There were arrangements for identifying, managing, and mitigating risks and overarching risk assessment for the service was shared with us. However, the assessment and management of risk was not always fully effective. This was particularly in relation to; the management of an environmental risk to staff, the safe management of sharps, the process for managing patient group directions, the process for managing advanced decisions, a lack of assessment of the impact of the current management arrangements in response to staff feedback and a lack of assessment of the risk and impact of a breakdown in communication at a partnership/leadership level. A major incident plan was in place. Systems and protocols were in place to ensure data and notifications were submitted to external organisations as required.
Partnerships and communities
People who used the service were supported by a provider who worked in partnership with commissioners, other stakeholder and local services to increase patient satisfaction, and improve their experience and outcomes. The practice had a Patient Participation Group (PPG) that was supported by the primary care network (PCN). The provider used NHS Friends and Family feedback, compliments and complaints and patient surveys to assess people’s views or experiences of the service and implement change and improvements in response.
Staff and leaders worked in partnership with key organisations to support care provision, service development and joined-up care. They engaged with local networks to identify new or innovative ideas that could lead to better outcomes for patients.
The provider understood the duty to collaborate and work in partnership with other stakeholders, so services worked seamlessly for people.
The practice worked closed with the local Primary Care Network (PCN) and the Integrated Care Board (ICB).

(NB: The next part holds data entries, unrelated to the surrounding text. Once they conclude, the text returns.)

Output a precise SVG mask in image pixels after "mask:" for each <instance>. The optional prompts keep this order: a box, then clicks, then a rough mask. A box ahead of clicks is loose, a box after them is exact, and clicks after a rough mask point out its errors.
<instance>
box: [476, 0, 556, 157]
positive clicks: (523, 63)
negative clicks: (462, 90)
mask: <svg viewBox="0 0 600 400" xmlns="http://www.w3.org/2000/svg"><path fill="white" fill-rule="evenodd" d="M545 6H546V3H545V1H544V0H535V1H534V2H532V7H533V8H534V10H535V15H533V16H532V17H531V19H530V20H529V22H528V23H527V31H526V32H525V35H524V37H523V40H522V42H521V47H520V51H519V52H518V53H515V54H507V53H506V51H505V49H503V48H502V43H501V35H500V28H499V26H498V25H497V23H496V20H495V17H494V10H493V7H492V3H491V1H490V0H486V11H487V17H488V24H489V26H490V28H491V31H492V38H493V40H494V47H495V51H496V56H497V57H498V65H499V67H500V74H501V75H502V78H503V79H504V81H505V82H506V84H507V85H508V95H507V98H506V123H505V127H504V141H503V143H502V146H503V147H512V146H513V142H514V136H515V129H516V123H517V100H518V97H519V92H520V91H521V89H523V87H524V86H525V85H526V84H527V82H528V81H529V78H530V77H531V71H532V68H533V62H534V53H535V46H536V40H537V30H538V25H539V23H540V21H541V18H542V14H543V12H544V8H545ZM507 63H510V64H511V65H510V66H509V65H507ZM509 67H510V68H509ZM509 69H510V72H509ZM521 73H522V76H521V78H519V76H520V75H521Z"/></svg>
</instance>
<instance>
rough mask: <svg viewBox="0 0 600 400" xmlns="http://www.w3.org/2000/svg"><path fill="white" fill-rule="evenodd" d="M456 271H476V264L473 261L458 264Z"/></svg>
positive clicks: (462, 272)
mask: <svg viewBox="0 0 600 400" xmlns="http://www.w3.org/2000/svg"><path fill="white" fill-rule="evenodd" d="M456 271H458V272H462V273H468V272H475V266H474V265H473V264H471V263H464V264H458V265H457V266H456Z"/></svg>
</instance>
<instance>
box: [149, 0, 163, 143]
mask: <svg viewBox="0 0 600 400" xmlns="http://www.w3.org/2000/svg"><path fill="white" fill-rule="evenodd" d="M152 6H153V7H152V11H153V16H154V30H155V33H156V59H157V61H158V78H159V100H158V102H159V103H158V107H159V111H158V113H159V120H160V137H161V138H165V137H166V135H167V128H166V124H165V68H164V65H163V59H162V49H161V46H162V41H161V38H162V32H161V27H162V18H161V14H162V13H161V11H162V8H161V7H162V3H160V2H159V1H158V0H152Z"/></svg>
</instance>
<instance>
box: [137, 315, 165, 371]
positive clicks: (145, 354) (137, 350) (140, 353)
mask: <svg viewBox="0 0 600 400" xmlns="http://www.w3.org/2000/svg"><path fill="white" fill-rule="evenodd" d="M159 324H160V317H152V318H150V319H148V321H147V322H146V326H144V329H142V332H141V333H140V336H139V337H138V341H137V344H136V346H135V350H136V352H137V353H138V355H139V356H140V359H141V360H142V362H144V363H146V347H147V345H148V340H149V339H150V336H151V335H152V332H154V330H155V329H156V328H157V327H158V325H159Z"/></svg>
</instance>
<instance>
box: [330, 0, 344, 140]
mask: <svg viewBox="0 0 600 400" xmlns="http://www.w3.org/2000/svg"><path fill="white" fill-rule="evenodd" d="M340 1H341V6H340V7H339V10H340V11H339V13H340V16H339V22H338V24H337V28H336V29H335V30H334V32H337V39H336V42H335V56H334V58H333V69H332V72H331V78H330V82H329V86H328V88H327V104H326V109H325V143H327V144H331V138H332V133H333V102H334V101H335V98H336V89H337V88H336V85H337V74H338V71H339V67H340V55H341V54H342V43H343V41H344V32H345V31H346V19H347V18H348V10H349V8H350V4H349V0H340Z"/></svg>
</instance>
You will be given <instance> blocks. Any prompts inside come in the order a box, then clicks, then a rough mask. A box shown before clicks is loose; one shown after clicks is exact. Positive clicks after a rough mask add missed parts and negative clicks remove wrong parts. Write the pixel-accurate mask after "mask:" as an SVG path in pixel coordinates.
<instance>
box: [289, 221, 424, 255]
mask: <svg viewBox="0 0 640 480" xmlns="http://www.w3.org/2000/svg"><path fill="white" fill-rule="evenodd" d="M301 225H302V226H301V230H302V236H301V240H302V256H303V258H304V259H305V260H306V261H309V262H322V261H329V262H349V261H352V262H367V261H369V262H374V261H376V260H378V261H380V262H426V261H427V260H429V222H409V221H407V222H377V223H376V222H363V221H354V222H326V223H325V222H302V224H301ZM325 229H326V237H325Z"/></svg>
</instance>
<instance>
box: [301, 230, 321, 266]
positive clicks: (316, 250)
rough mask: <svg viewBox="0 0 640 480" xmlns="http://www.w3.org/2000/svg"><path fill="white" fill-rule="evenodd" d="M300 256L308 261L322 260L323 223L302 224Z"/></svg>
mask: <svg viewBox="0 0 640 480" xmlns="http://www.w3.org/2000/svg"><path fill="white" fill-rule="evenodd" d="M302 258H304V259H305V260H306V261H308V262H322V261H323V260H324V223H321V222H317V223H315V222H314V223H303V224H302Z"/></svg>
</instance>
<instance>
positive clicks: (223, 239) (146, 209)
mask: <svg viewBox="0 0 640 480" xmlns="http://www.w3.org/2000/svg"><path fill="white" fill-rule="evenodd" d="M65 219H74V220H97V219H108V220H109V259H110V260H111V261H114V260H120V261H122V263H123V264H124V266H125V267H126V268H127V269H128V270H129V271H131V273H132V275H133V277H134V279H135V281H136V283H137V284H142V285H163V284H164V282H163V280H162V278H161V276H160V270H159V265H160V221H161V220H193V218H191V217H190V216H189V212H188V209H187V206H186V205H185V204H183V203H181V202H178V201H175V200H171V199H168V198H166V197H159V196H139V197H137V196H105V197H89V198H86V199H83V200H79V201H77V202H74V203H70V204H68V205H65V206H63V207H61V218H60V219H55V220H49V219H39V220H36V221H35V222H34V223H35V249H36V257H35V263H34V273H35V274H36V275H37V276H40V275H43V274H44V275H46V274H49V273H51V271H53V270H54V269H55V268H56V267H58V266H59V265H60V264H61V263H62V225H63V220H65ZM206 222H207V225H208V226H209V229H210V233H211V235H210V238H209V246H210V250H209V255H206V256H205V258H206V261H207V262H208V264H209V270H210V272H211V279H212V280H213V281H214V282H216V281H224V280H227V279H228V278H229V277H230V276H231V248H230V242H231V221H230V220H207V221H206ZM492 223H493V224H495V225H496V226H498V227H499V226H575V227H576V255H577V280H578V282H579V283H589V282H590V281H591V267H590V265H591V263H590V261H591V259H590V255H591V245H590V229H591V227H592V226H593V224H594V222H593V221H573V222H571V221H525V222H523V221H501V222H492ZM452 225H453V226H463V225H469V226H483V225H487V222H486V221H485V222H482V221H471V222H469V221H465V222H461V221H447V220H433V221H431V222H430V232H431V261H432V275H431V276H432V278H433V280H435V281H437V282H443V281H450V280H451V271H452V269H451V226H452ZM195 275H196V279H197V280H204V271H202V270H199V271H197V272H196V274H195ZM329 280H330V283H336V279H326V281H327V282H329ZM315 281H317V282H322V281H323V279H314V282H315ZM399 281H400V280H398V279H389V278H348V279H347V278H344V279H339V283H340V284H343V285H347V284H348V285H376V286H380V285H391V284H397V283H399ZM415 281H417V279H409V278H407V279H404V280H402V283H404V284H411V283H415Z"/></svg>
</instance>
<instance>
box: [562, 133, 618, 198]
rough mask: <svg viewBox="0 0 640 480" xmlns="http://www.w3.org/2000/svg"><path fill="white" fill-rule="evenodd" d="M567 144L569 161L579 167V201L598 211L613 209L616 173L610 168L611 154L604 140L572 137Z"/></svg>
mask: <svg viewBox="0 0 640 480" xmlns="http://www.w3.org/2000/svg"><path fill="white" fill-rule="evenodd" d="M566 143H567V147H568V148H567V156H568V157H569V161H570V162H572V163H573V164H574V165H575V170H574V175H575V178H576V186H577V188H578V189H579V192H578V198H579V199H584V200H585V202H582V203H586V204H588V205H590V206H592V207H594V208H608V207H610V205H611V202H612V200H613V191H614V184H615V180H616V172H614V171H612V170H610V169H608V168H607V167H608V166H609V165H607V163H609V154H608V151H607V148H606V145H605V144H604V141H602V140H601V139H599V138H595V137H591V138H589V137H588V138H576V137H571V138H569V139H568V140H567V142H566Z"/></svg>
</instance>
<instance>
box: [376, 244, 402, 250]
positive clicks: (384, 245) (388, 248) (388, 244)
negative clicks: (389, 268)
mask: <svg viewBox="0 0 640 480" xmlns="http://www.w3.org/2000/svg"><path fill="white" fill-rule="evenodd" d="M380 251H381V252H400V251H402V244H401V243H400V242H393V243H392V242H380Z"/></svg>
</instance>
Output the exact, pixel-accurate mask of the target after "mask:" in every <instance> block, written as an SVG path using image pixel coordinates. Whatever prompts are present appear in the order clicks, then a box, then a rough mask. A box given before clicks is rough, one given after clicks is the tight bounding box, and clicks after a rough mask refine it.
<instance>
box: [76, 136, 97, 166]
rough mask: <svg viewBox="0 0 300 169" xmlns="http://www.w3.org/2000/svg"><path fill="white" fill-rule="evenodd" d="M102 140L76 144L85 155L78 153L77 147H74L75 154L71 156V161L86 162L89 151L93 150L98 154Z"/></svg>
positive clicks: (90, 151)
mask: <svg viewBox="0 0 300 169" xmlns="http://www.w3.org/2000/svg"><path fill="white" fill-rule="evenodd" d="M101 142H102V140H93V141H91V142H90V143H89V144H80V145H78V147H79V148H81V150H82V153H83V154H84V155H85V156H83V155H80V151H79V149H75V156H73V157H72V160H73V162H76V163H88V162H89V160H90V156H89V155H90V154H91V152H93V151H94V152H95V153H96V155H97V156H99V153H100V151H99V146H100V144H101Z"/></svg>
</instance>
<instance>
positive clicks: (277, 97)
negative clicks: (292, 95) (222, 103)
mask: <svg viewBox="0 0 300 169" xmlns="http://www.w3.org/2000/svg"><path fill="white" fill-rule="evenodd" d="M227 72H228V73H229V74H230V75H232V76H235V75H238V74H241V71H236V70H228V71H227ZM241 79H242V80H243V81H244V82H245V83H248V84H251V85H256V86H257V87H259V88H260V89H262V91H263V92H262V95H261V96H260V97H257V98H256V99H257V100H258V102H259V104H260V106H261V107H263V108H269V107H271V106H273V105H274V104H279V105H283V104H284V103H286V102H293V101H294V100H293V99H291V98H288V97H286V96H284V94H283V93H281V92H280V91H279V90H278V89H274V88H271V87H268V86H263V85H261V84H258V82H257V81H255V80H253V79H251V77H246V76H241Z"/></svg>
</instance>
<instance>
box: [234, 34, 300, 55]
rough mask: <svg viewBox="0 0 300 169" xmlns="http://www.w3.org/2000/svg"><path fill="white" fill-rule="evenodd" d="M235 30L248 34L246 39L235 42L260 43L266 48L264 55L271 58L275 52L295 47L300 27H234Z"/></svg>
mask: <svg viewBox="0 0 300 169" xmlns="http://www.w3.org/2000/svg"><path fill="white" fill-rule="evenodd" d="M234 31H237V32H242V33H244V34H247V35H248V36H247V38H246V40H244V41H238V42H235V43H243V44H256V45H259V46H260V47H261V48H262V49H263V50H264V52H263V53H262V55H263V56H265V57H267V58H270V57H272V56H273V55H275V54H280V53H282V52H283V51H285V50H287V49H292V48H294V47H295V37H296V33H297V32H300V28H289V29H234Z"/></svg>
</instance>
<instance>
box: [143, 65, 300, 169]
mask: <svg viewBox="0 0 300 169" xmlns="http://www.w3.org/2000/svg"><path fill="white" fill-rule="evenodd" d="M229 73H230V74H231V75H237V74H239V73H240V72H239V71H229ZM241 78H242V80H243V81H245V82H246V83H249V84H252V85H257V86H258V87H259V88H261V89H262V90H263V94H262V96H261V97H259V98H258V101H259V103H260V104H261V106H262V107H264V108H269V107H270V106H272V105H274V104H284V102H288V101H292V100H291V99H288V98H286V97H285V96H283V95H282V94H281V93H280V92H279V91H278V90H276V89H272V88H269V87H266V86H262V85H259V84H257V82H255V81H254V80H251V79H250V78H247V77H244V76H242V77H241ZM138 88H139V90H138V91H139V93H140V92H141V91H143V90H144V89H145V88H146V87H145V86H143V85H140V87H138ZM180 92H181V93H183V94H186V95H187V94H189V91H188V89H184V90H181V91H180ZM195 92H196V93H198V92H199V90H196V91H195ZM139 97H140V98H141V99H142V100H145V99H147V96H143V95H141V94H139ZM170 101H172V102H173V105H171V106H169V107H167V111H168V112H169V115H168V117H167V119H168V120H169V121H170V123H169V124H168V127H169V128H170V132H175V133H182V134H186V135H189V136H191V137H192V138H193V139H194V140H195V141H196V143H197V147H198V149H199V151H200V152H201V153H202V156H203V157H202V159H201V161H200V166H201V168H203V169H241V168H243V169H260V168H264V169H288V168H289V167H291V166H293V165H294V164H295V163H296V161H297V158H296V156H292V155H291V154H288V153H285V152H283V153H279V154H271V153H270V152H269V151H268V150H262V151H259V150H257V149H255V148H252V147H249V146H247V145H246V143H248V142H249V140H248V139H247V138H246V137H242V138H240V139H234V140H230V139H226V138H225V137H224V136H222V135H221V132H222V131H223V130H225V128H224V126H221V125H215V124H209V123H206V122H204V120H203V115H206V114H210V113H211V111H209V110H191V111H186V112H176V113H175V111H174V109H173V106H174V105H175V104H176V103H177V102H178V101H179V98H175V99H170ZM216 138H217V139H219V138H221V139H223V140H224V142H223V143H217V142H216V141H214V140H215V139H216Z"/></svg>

Learning, improvement and innovation
There was a focus on continuous learning and improvement across the service. Systems for assessing the quality of the service and outcomes for patients were in place. The provider monitored the care and treatment provided to patients and made improvements where these were identified.
There were processes to ensure that learning was shared when there were incidents and action was taken to improve the service and prevent a reoccurrence. The provider worked collaboratively with stakeholders to improve the experience of the patient population as they worked in partnership to improve services for people within the locality.